Ia mengaku, dirinya bersama petani lainya di sepanjang aliran sungai Way Semangka selama ini hanya mengandalkan tadah hujan. Sebab sampai saat ini belum ada irigasi meskipun sawahnya berdekatan sungai. Untuk mendapatkan air itu pihaknya harus menyedot menggunakan mesin dompeng yang dialirkan menggunakan pipa besar.

"Kondisi sungainya terlalu rendah sehingga sangat sulit jika mau dibangun irigasi. Karena itu, petani terpaksa menyedot menggunakan mesin," katanya lagi.

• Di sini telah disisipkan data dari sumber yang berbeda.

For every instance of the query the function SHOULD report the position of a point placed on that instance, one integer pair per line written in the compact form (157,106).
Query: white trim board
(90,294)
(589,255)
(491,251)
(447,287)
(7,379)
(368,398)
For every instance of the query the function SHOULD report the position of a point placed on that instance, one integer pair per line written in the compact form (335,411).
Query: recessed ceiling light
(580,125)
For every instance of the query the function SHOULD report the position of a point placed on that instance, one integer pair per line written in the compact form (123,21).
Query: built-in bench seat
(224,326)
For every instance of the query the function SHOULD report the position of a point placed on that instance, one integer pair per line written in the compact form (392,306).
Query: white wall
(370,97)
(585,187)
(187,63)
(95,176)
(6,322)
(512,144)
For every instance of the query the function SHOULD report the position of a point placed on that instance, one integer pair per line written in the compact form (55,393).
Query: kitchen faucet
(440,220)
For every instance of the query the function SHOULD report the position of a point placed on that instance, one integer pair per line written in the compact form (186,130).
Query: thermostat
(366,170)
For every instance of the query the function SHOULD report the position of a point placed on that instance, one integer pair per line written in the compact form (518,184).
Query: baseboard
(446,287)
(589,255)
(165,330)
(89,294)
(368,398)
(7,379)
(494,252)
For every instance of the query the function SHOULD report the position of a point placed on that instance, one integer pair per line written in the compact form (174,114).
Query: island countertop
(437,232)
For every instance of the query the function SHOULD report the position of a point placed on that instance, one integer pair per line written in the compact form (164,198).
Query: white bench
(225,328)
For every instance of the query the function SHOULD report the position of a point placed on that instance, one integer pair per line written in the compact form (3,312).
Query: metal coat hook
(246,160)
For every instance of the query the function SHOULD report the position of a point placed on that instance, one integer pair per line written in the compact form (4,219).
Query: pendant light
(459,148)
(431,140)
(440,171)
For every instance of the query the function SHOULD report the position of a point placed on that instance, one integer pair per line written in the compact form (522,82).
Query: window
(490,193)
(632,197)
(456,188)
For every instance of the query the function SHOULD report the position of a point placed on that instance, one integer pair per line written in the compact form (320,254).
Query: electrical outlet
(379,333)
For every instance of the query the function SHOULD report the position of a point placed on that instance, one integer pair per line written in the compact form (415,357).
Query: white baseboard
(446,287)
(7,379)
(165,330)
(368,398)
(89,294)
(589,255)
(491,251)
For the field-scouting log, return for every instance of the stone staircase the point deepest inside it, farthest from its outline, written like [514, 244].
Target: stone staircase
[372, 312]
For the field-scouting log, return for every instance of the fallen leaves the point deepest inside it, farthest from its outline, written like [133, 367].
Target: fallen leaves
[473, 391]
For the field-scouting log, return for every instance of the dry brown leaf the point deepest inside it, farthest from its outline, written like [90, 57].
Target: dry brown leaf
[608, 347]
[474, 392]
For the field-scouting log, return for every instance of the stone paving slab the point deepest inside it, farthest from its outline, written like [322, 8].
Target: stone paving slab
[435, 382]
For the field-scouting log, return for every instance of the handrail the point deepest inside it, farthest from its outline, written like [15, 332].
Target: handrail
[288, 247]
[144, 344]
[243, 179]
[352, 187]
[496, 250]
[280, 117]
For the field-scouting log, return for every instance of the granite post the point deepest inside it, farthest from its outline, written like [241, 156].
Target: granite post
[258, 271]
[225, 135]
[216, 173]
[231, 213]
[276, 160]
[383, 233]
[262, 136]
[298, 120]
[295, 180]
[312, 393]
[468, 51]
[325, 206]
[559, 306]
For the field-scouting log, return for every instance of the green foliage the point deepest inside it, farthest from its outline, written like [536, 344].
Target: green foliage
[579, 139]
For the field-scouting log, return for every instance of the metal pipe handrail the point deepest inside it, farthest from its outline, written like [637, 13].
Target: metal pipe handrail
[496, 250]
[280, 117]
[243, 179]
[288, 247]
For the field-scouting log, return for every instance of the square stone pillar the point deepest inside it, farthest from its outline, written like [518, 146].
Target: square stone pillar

Panjang pipa yang digunakan untuk menyedot sungai semangka guna mengaliri lahan sawah itu yakni paling jauh  ada yang hingga mencapai 300 meter.

"Di sini rata-rata petani menyedot Way Semangka untuk mengaliri sawahnya," kata dia.

Untuk dapat mengaliri sawah itu, lanjut dia, pihaknya membutuhkan waktu selama sehari penuh dengan memakan 35 liter solar terlebih jika menanam di saat tidak di musim penghujan.

"Kalau sawah petani yang memiliki irigasi rata-rata sudah tanam, tapi kami harus menunggu hujan datang maka saat  ini masih proses pengolahan lahan dan inipun masih harus menyedot," jelas Yudi.

Namun tentunya musim hujan yang dinanti ini diharapkan tidak sampai berdampak kepada bencana.

"Kami memang butuh hujan, Musim hujan adalah hal yang kami nanti untuk membasahi sawah kami tapi diharapkan tidak sampai menimbulkan bencana," tambahnya.